You see, the whole point of collecting a lot of information about past conferences in one and the same place is to be able to analyze that information. Each session is one data point, possibly anecdotal, answering in its own way the question “what do people think this Agile stuff is all about”. So, tag clouds might make sense, to get an idea of the topics that are foremost in the minds of speakers at the conference when they propose a session.
That particular feature didn’t make it into the first release, not because it’s hard to implement but because it’s too easy to implement badly – I wanted time to think about how to do it right. Many of the top keywords extracted by the search engine are common English words, like “and” or “the”. Even after filtering those, the top word turned out to be “agile” – well, big surprise. Possibly the first non-obvious term to top the list was “team”. The second highest was “teams”. That hints at one more difficulty – it’s really topics we’re interested in, not mere keywords.

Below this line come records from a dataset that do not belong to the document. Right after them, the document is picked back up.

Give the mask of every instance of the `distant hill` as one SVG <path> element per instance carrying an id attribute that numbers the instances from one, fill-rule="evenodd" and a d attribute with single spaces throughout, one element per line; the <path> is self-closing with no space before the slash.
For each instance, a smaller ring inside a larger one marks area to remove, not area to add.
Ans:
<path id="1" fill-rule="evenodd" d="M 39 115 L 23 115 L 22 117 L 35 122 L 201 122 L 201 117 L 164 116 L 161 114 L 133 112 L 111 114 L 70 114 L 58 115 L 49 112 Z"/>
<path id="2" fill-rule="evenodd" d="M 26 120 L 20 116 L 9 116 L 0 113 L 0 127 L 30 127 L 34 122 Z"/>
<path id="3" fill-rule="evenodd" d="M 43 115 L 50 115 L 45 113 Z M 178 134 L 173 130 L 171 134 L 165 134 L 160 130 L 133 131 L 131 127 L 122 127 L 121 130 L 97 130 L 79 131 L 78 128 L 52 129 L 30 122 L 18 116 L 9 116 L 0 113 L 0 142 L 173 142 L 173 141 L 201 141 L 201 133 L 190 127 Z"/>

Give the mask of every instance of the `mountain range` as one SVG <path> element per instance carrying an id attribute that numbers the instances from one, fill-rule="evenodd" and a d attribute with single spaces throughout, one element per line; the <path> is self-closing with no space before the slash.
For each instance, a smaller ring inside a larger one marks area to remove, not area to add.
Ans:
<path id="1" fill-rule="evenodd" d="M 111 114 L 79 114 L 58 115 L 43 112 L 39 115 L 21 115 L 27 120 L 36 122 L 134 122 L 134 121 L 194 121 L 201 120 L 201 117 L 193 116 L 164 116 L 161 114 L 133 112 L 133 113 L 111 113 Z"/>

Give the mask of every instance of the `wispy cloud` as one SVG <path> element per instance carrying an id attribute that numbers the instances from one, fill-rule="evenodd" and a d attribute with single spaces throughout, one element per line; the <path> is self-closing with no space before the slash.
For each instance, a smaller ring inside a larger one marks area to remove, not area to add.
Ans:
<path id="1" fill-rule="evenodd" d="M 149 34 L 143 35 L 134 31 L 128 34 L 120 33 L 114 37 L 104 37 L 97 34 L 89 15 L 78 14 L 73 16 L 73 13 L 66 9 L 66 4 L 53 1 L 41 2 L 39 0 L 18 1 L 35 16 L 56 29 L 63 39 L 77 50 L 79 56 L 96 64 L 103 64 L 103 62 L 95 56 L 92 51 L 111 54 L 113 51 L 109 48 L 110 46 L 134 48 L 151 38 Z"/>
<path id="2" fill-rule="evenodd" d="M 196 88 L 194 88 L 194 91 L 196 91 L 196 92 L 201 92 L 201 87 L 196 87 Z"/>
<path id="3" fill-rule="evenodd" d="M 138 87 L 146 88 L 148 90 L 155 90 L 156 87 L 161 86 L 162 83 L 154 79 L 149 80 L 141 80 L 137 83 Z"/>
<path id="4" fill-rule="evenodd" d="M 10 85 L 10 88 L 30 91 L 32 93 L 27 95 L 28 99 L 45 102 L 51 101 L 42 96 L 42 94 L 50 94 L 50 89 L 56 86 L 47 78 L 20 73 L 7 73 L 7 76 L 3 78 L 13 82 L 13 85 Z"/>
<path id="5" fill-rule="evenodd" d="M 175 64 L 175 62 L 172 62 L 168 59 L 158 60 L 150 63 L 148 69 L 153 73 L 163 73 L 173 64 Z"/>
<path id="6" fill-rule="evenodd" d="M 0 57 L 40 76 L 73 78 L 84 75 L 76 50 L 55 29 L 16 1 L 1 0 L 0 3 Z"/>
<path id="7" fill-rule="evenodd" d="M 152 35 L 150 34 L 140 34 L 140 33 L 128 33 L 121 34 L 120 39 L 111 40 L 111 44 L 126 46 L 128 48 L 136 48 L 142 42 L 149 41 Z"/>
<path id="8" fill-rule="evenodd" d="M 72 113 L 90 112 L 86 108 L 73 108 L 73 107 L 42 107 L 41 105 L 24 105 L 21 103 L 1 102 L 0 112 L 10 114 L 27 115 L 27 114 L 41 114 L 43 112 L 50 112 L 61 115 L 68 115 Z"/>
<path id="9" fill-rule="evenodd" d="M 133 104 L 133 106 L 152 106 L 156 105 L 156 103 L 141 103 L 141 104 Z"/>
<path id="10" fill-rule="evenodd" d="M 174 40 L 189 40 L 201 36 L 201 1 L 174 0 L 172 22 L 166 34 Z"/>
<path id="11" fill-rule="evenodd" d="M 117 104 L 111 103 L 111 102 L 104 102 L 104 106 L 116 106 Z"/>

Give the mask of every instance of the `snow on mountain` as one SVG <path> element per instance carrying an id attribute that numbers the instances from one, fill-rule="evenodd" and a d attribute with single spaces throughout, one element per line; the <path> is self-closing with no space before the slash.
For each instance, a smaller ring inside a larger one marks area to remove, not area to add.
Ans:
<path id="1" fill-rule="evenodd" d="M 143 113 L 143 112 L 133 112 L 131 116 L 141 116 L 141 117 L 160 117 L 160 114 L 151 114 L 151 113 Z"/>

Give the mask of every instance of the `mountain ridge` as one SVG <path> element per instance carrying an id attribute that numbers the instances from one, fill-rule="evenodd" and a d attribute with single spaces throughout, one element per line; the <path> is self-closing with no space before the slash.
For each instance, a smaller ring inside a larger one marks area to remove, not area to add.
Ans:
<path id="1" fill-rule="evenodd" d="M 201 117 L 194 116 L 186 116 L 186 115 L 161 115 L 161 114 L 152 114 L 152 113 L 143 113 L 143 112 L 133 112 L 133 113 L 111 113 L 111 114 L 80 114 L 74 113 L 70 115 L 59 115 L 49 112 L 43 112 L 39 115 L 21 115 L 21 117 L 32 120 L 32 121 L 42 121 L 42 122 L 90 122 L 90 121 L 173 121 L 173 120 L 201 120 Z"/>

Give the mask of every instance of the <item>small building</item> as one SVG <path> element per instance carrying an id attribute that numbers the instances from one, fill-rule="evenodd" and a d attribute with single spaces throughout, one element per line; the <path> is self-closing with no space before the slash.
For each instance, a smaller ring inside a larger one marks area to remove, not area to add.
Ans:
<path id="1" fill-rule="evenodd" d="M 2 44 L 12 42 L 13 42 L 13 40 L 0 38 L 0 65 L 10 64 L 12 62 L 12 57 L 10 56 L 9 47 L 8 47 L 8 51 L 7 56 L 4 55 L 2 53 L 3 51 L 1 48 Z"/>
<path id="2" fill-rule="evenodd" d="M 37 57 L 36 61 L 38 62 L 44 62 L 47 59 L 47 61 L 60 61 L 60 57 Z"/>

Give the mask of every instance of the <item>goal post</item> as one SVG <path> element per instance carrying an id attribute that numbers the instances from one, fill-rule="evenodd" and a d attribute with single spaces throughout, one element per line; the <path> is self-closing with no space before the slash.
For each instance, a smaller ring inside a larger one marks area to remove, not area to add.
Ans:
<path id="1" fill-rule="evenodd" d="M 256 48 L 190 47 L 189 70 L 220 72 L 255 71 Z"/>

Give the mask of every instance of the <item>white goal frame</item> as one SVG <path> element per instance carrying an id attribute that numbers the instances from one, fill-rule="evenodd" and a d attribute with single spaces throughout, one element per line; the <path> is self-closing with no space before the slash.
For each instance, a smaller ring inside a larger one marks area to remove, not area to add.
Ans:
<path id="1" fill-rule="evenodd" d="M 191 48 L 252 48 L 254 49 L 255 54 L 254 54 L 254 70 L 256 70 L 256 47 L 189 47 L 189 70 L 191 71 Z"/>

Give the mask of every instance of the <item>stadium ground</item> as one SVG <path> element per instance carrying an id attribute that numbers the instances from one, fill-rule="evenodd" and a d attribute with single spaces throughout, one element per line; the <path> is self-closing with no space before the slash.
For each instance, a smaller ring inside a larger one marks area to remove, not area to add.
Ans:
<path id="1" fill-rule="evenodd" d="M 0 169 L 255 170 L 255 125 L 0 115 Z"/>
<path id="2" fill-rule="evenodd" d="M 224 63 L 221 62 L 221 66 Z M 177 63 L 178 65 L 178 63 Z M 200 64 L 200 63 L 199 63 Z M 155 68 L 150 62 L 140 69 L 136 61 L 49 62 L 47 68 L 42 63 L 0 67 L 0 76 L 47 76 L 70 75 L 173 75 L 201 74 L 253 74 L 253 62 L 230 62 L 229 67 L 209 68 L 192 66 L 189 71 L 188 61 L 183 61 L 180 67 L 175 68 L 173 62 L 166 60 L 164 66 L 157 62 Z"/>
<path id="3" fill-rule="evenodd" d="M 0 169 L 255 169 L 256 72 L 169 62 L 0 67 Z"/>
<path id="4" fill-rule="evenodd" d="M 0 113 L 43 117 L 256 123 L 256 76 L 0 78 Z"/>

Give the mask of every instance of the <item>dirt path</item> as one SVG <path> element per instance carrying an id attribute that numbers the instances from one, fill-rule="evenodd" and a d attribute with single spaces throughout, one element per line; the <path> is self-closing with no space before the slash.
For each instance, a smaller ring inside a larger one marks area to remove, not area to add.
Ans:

Number three or four or something like that was “process”. That shows a different issue: “process” can be used in a session description in several ways; it can refer to the concept of a software development process, as in “Agile process” or “predictive process”. But in many session descriptions, it’s a section header that precedes an outline of how the session will use its time – the session’s “process”. By that point it had become obvious that looking at tag counts for analysis was fraught with multiple issues; tag clouds have their limits. So I shelved this one, interesting as it seemed at first.
Another feature that’s still in the hopper is a “top speakers” list. Here again, the motivation was “I suddenly have this longitudinal data about Agile20xx, for instance it becomes easy to count who spoke how many times in total”. There are some design implications – getting this feature’s code just right would take some effort; but the database query for this is quite straightforward.
Notice, though, how this is an example of looking for your lost keys under the lamppost – of looking at the data that’s easy to get, rather than at the data that answers the interesting questions. (What are the interesting questions? That’s the interesting question to ask in the first place; I haven’t even fully figured that out yet, though I have my ideas.)
It’s also the kind of thing that might have social consequences – you can easily convey the message that the conference is a sort of contest where the goal is to place in the “leaderboard”. I don’t think that’s the point of the conference at all.
Conversely, though, it can be quite useful to know who’s been a common sight at the conference; we can check for instance whether the original Agile Manifesto signatories have been “hogging the stage” (they haven’t) or whether other influential figures emerged (they have).
Or you could look at gender diversity within these hard-worked speakers. I was quite surprised to see that of the list generated by my database query, the top 10 is evenly balanced between men and women.
On balance, I decided not to have this feature yet. On the other hand, I couldn’t resist running the query – and I can’t resist sharing the results with you in an upcoming post, if only because it gives me an excuse to show a little appreciation for some of my favorite people in the community.